Al hacerse hombre y venir a este mundo, Cristo mostró la solidaridad de
Dios con los hombres. Quiso compartir nuestra condición humana y la
experimentó hasta el final. Descendió a lo más hondo de la oscuridad y los
dolores de los hombres. Después de su pasión y muerte en la cruz, Cristo
resucita victorioso del sepulcro. La muerte ya no tiene más dominio sobre
él. Dios Padre lo resucitó al tercer día por el poder del Espíritu Santo. Y así
nos hizo compartir su triunfo.
Y con su resurrección también venció nuestra muerte. Por eso, con el
apóstol San Pablo podemos decir: “La muerte ha sido vencida. ¿Dónde
está, muerte, tu victoria? ¿Dónde está tu aguijón? Porque lo que provoca la
muerte es el pecado y lo que da fuerza al pecado es la ley. ¡Demos gracias a
Dios, que nos ha dado la victoria por nuestro Señor Jesucristo!” (1Cor
15,54-57).
Este es el mensaje central de nuestra fe cristiana. Esto es lo que tenemos
para decir al mundo: Dios nos ama y nos salva a través de Cristo humillado
por nosotros y glorificado para llenarnos de esperanza. “Él fue entregado
por nuestros pecados y resucitado para nuestra justificación” (4,25)

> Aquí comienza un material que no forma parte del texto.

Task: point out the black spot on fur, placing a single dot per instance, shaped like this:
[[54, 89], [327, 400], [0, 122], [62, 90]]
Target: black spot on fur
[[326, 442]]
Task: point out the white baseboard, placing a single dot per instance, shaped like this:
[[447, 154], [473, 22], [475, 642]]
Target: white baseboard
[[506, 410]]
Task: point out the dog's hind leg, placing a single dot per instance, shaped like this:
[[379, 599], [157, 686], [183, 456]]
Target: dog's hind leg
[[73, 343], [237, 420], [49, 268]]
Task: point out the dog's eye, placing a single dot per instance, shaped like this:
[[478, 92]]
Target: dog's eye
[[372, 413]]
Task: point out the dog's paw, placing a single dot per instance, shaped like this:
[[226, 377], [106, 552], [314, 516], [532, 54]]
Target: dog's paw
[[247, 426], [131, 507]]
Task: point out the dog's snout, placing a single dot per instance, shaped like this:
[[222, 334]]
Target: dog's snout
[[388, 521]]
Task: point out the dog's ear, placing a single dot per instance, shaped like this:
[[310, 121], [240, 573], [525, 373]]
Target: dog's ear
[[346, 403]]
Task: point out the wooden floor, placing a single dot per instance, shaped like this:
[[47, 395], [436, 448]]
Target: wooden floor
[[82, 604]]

Se trata de una novedad absoluta, donde la dignidad del hombre queda
para siempre afirmada y el universo se eleva al vértice supremo de su
perfección.
¿De qué manera más alta, en efecto, podría proclamarse la dignidad del
hombre sino mediante la encarnación redentora del Hijo de Dios? Él vino a
este mundo para devolver al hombre la dignidad primera perdida por el
pecado, y conducirlo al estado de gloria para el cual había sido creado.
Asumió nuestra condición humana marcada por el límite propio de lo
creado y por las condiciones de humillación que le añadió el primer
pecado. Así, desde el interior de la condición humana, habiendo asumido
por amor lo nuestro, venció con su amor humano y divino el desamor del
pecado, y triunfó sobre sus consecuencias y sobre la misma muerte.

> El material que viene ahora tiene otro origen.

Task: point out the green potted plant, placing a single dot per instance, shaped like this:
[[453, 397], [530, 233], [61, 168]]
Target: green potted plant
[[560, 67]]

Asumió lo nuestro para darnos lo suyo. Cristo resucitado “ya no muere
más” (Rom 6,9). Su resurrección es para nosotros garantía de esperanza
cierta. Así lo enseña San Pablo: “Ya que ustedes han resucitado con Cristo,
busquen los bienes del cielo donde Cristo está sentado a la derecha de Dios.

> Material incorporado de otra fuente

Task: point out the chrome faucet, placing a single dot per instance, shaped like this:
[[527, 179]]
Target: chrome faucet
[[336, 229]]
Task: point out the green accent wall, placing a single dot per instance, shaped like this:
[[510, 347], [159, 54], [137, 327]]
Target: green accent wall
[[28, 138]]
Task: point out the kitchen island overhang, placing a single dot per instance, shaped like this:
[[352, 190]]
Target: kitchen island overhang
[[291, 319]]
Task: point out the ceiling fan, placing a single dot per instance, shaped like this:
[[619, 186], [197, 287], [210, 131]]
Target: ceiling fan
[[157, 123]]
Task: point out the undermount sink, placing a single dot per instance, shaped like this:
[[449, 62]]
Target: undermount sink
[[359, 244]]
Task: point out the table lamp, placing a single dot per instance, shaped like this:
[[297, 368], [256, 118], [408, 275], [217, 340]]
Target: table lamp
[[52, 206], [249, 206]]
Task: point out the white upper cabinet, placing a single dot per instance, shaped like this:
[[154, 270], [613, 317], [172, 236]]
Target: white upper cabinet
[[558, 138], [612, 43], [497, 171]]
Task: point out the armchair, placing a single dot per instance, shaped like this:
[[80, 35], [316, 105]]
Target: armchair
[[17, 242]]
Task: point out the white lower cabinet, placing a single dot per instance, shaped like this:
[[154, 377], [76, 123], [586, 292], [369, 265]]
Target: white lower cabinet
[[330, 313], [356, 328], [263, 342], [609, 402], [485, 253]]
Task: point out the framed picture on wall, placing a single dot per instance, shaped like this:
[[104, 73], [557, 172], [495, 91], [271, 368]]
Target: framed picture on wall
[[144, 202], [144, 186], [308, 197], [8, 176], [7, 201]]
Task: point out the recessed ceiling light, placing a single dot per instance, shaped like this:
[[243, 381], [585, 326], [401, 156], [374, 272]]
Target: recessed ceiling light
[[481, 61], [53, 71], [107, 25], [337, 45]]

Tengan el pensamiento puesto en las cosas celestiales y no en las de la
tierra. Porque ustedes están muertos, y su vida está desde ahora oculta con
Cristo en Dios. Cuando se manifieste Cristo, que es nuestra vida, entonces
ustedes también aparecerán con él, llenos de gloria” (Col 3,1-4).
Si el hombre es un microcosmos que recapitula la perfección del
universo visible, cuando el Hijo de Dios se hace hombre el universo en Él
alcanza la suprema perfección y dignidad posibles.
Hemos comenzado esta celebración con la aspersión del agua, rito que
nos recuerda nuestra renovación espiritual por el agua del Bautismo. El día
de Pascua debemos hacer memoria del don inmenso de nuestra
incorporación a Cristo y a la Iglesia, y de nuestro compromiso de ser
mediante nuestro ejemplo de vida y el testimonio de nuestras palabras,
difusores de la fragancia de Cristo en medio de la sociedad.
En este “año de la fe” la Iglesia nos convoca de manera especial a la
misión, bajo la guía de los pastores de nuestras comunidades. Todos
tenemos algo importante para hacer. Debemos entender que la Iglesia como
institución no es un fin en sí misma, sino que existe para evangelizar. Si
estamos atentos descubriremos nuestro papel de activa colaboración. La
consigna del momento es salir. Salir a nuestras periferias empobrecidas.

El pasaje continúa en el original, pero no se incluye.